"Jetzt kann ich endlich sammeln, was ich will“, lacht Uli Sigg und und schlendert im Wiener MAK durch einen Teil „seiner“ Kunstsammlung. Die streng genommen nicht mehr seine ist, denn gut die Hälfte der rund 2500 Kunstwerke umfassenden Kollektion wandert als Schenkung an das noch im Bau befindliche M+ Museum in Hongkong. Der Job des 72-jährigen Luzerners ist getan, denn dort erfüllt die Sammlung die Funktion, die für Sigg immer der Antrieb seiner Sammlertätigkeit war: „Es ging mir darum, das gesamte Kunstschaffen abzubilden. Ich habe gesammelt, wie ein Nationalmuseum hätte sammeln sollen.“
Rund 100 Objekte von 57 Künstlern zeigt „Chinese Whispers“ bis Ende Mai. Die Ausstellung ist auch als Fenster ins allgegenwärtige China zu verstehen, sagt MAK-Chef Christoph Thun-Hohenstein: „Wir müssen uns intensiv mit den Facetten Chinas auseinandersetzen“.

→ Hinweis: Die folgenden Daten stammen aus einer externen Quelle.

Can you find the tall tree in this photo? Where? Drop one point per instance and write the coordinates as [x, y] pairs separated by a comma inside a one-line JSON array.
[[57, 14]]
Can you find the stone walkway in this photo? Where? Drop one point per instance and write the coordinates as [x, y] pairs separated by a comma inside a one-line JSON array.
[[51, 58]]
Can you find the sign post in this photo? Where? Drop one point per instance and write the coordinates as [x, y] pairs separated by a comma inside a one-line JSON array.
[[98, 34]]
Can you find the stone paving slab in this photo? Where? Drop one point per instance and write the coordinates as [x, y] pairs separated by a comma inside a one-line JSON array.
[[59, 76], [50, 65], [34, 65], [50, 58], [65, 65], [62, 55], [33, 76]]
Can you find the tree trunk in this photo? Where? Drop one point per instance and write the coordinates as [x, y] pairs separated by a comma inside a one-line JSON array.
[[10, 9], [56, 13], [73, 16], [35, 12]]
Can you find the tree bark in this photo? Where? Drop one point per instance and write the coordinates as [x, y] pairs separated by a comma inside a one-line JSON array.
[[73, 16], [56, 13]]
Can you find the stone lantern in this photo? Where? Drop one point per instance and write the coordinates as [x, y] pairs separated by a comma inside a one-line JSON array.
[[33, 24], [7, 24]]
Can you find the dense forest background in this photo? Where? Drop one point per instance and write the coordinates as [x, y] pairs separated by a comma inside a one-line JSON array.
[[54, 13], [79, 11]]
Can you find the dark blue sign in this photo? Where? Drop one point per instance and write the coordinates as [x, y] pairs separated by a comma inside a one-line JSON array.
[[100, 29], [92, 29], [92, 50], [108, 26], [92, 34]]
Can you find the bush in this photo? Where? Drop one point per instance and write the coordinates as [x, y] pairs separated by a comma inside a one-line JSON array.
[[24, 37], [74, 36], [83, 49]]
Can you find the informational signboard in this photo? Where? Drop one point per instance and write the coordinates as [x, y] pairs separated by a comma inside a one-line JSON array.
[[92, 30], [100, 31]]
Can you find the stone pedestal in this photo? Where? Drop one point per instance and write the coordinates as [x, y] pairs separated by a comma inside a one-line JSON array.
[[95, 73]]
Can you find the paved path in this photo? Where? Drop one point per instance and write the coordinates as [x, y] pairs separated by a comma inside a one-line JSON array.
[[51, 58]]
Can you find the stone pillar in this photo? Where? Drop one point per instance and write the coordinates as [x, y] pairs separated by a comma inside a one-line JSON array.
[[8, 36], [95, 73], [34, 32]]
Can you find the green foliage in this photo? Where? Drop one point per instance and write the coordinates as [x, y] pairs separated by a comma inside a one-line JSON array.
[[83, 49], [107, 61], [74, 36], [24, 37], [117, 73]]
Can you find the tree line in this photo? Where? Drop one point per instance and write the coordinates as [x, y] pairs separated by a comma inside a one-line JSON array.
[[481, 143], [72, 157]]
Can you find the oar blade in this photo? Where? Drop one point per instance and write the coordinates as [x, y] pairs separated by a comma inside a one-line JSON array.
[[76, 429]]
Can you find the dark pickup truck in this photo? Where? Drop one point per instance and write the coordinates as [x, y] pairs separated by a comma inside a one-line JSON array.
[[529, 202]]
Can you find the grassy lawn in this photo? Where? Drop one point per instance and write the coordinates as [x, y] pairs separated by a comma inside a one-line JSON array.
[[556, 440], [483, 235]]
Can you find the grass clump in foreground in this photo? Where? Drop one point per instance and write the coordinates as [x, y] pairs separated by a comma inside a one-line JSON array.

Mit China auseinandergesetzt hat sich Uli Sigg seit den 70ern: als Unternehmer, Journalist, Diplomat. Seit Mitte der 90er Jahre sammelt er chinesische Gegenwartskunst. „Uli Sigg hat eine sehr politische Sammlung aufgebaut“, betont Kuratorin Bärbel Vischer. Das beginnt schon beim strahlendsten Objekt der Schau, die Skulptur „Descending Light with a Missing Circle“. Ai Weiwei, langjähriger Freund von Uli Sigg, thematisiert mit einem überdimensionierten, auf den Boden gekrachten Luster den Niedergang der modernen Gesellschaft. Das schöne, glitzernde Rot, eine Transformation: Von der traditionellen Farbe des Glücks hin zur Farbe der Kommunisten.
Oder Künstler Zhao Bandi, der im schönen Goldrahmen, impressionistisch beschwingt, einen Masten mit Gesichtserkennungskameras inszeniert.
Spannendes Detail am Rande: Sigg durfte das Bild zwar ausführen, aber für eine Ausstellung in China nicht mehr einführen. Die Macht der Kunst gegen den Apparat der Macht. Nicht selten ist die Kunst verklausuliert, voll mit doppeldeutigen Anspielungen. So lässt Zhu Jiuyang in der Videoinstallation „The Declaration of the Blind“ fünf blinde Geschichtenerzähler aus der Provinz Shaanxi in ihrem Dialekt die gesamte Allgemeine Erklärung der Menschenrechte durchexerzieren.
Oder Samson Young aus Hongkong, der einen Chor, der auch als kollektive Einheit zu sehen ist, die legendäre Nummer „We Are the World“ flüstern lässt. Eine Anspielung darauf, dass Hongkong sich sukzessive von Festlandchina mundtot gemacht fühlt. Oder He Xiangyu, der sich einem speziellen Hybrid, wie er sie nennt, verschrieben hat: der Zitrone. Sie hat von China aus große Teile der Welt erobert. Eine Grenze zwischen Ost und West? Die kennt sie nicht.
Wie Kunst, die widerständig ist. So wie der Kopf aus Jade, einem der härtesten Steine der Welt, der nach festgelegten Zeiten im Ausstellungsraum an die Wand donnert. Der will mit dem Kopf durch die Wand. Und im Moment schaut es so aus, als würde er es schaffen. Ein bisschen Zeit hat er ja noch.